The elements are added to a hash table mapping Redis objects to scores. At the same time the elements are added to a skip list mapping scores to Redis objects (so objects are sorted by scores in this "view").

I can not understand very much. Could someone give me a detailed explanation?


回答1:


Antirez said, see in https://news.ycombinator.com/item?id=1171423

There are a few reasons:

  • They are not very memory intensive. It's up to you basically. Changing parameters about the probability of a node to have a given number of levels will make then less memory intensive than btrees.
  • A sorted set is often target of many ZRANGE or ZREVRANGE operations, that is, traversing the skip list as a linked list. With this operation the cache locality of skip lists is at least as good as with other kind of balanced trees.
  • They are simpler to implement, debug, and so forth. For instance thanks to the skip list simplicity I received a patch (already in Redis master) with augmented skip lists implementing ZRANK in O(log(N)). It required little changes to the code.

About the Append Only durability & speed, I don't think it is a good idea to optimize Redis at cost of more code and more complexity for a use case that IMHO should be rare for the Redis target (fsync() at every command). Almost no one is using this feature even with ACID SQL databases, as the performance hint is big anyway.

About threads: our experience shows that Redis is mostly I/O bound. I'm using threads to serve things from Virtual Memory. The long term solution to exploit all the cores, assuming your link is so fast that you can saturate a single core, is running multiple instances of Redis (no locks, almost fully scalable linearly with number of cores), and using the "Redis Cluster" solution that I plan to develop in the future.




回答2:


First of all, I think I got the idea of what the Redis documents says.
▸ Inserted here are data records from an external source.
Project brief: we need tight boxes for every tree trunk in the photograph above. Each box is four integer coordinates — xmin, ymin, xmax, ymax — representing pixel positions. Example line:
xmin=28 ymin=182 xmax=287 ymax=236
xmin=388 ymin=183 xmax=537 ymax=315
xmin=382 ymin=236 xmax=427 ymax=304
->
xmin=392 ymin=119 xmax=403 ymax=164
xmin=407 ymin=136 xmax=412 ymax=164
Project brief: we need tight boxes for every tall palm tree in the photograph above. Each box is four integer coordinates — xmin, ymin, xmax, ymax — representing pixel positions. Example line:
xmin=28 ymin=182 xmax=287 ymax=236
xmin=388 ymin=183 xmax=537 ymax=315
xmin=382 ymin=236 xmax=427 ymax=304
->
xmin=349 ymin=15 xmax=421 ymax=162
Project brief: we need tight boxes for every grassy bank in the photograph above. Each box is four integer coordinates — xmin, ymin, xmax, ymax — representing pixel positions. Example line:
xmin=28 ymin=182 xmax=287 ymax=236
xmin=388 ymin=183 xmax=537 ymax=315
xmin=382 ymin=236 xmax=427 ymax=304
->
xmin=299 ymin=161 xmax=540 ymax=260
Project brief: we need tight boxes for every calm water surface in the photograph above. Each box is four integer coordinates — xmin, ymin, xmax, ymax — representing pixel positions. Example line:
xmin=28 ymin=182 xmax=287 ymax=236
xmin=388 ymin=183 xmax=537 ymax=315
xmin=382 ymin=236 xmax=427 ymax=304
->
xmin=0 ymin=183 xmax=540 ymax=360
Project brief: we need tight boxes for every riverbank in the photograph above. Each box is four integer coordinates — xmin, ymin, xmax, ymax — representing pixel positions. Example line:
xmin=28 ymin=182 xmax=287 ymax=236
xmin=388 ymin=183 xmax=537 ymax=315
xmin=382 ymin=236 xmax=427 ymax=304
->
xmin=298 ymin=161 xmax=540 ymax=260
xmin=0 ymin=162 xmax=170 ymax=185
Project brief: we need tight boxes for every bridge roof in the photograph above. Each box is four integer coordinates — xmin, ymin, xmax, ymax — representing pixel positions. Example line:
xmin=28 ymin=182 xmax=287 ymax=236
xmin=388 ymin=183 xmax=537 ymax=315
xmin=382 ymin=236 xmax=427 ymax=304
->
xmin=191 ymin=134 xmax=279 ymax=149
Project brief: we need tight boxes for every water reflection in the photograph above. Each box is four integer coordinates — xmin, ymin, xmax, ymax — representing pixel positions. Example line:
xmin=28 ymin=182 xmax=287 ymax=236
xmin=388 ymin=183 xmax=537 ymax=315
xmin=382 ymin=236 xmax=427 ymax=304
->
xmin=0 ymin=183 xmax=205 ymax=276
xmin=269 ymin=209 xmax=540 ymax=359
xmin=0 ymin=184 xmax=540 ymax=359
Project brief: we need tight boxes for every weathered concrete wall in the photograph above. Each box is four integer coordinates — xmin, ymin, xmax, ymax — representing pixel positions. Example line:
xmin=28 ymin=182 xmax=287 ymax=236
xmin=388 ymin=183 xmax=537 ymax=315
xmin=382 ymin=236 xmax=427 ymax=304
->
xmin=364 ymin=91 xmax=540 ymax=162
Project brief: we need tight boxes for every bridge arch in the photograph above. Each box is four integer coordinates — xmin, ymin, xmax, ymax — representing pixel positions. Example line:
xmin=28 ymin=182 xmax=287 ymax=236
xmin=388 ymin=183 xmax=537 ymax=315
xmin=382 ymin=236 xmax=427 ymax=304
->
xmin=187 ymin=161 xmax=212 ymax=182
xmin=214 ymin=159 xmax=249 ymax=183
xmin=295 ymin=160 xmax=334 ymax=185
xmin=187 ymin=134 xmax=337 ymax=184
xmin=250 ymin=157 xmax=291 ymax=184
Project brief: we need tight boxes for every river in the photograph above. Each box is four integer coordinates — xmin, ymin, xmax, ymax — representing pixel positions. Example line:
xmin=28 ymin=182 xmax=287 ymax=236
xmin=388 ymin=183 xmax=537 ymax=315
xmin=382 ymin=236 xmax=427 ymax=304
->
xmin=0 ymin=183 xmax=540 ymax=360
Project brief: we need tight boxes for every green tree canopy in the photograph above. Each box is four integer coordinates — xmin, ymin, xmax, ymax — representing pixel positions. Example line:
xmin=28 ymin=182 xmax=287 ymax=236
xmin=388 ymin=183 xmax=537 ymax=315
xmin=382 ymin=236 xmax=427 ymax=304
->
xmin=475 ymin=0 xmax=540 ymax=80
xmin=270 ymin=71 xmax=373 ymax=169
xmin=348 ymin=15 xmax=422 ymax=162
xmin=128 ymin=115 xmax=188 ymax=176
Redis ordered set maintain the order of elements by the the element's score specified by user. But when user using some Redis Zset APIs, it only gives element args. For example:

ZREM key member [member ...]
ZINCRBY key increment member
...

redis need to know what value is about this member (element), so it uses hash table maintaining a mapping, just like the documents said:

The elements are added to a hash table mapping Redis objects to scores.

when it receives a member, it finds its value through the hash table, and then manipulate the operation on the skip list to maintain the order of set. redis uses two data structure to maintain a double mapping to satisfy the need of the different API.

I read the papers by William Pugh Skip Lists: A Probabilistic Alternative to Balanced Trees, and found the skip list is very elegant and easier to implement than rotating.

Also, I think the general binary balanced tree is able to do this work at the same time cost. I case I've missed something, please point that out.